Et puisque la référence historique est de mise, il serait intéressant de préciser que l’homosexualité était encore classifiée dans le domaine des « perversions » par l’Organisation Mondiale de la Santé en 1990, en accord avec la pensée freudienne qui la considère comme un déséquilibre psychologique dû un échec dans le processus structurant de l’individu. Or il est évident que le lien entre psychologie et christianisme est ténue sinon inexistant ; il faut donc conclure que le christianisme n’a rien à voir avec l’homophobie, et qu’on ne peut prétendre invoquer l’histoire pour défendre la position homosexuelle… Qu’il s’agisse du mariage ou de l’homosexualité, on ne peut trouver une société historique qui ait produit un discours différent à son endroit. Certes, il a toujours existé des homosexuels dans les sociétés traditionnelles, mais l’équilibre sociale d’une société exigeait alors que ceux-ci vivent dans le mystère et la décence. C’est pourquoi, Mme Handman manque de nuance en ne distinguant pas le domaine légal du domaine social qui, chez les Grecs notamment, permettait de séparer la pratique homosexuelle réelle des institutions civiques, ces dernières ne devant faire cas que du Bien commun.
[1] Consultable en intégralité ici : http://www.20minutes.fr/article/1022326/idee-faut-lsquolsquoetre-vrai-mec-nourrit-homophobie
[2] On commence à comprendre que les médias « publics » ne sont pas franchement bienveillants à l’égard des catholiques et leurs convictions, entre les séries aussi stupides que mensongères sur France Télévision et autres traques médiatiques à l’encontre des propos épiscopaux.
[3] Quant à cette inflation lexicale des termes « bisexualité »et « homosexualité », on devrait peut-être rappeler que le mot même de « sexe » provient du verbe latin secernere, qui signifie « séparer », "différencier".
[4] « En effet, l’union de l’homme et de la femme permet l’enfantement, et il y a dans cet acte quelque chose de divin.
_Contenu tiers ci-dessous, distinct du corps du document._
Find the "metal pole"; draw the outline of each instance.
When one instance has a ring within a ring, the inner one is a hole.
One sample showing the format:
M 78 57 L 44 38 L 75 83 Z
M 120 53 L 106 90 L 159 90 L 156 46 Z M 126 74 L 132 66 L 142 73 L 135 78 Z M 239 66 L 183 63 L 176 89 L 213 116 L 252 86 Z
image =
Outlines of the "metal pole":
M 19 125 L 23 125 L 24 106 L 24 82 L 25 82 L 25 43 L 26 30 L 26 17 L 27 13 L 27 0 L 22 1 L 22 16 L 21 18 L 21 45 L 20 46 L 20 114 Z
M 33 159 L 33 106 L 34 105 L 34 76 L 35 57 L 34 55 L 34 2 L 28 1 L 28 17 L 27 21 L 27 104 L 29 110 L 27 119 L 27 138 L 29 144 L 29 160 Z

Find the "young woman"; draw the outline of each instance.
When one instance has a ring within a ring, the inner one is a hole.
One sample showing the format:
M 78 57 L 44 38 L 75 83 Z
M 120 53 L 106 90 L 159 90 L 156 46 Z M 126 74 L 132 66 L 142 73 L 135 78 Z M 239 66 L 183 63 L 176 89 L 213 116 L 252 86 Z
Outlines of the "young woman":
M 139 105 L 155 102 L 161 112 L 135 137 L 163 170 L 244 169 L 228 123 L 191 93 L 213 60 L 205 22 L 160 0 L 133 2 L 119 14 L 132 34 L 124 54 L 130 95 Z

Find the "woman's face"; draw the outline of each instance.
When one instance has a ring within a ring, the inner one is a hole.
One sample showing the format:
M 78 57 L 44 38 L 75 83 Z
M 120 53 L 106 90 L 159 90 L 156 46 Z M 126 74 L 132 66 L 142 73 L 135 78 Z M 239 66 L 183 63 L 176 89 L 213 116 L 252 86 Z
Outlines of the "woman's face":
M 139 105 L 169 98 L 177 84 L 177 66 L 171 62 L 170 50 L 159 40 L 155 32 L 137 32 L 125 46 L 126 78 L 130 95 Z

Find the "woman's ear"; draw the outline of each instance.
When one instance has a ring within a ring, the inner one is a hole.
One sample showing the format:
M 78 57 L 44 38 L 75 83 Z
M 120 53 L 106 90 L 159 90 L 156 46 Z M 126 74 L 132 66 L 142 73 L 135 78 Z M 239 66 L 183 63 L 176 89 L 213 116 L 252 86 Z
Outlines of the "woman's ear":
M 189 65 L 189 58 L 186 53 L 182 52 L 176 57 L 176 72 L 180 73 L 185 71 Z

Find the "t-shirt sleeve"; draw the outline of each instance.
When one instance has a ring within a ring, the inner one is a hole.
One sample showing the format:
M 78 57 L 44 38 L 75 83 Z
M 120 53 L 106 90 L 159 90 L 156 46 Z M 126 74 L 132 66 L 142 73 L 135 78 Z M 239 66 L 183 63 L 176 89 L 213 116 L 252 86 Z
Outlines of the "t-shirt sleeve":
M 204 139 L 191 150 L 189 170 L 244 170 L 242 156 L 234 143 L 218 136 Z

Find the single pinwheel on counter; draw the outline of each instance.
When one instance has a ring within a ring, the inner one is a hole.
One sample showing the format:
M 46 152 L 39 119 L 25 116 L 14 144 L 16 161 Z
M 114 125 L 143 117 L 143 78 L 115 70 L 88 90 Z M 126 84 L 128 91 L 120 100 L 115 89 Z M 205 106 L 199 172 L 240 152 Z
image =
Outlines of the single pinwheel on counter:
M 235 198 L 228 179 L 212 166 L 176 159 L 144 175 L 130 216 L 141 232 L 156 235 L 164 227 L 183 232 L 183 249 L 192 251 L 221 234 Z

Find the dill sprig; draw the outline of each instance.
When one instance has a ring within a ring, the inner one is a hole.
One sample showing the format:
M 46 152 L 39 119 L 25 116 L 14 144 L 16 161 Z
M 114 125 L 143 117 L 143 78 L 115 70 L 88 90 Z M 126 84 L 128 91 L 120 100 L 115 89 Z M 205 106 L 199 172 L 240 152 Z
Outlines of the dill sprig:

Et voilà bien en quoi, chez l’être vivant mortel réside l’immortalité : dans la grossesse et dans la procréation. » Banquet 206c
[5] « La décomposition de l’humanité en individus proprement dits ne constitue qu’une analyse anarchique, autant irrationnelle qu’immorale, qui tend à dissoudre l’existence sociale au lieu de l’expliquer, puisqu’elle ne devient applicable que quand l’association cesse. Elle est aussi vicieuse en sociologie que le serait, en biologie, la décomposition chimique de l’individu lui-même en molécules irréductibles, dont la séparation n’a jamais lieu pendant la vie. A la vérité, quand l’état social se trouve profondément altéré, la dissolution pénètre jusqu’à la constitution domestique, comme on ne le voit que trop aujourd’hui. Mais, quoique ce soit là le plus grave de tous les symptômes anarchiques, on peut alors remarquer, d’une part, la disposition universelle à maintenir autant que possible les anciens liens domestiques, et, d’autre part, la tendance spontanée à former de nouvelles familles, plus homogènes et plus stables. Ces cas maladifs confirment donc eux-mêmes l’axiome élémentaire de la sociologie statique : la société humaine se compose de familles et non d’individus. » Auguste Comte, Système de politique positive, II, 180-1. Ce philosophe considérait le christianisme comme une religion d’arriérés appartenant au premier âge de l’humanité : « l’âge théologique ».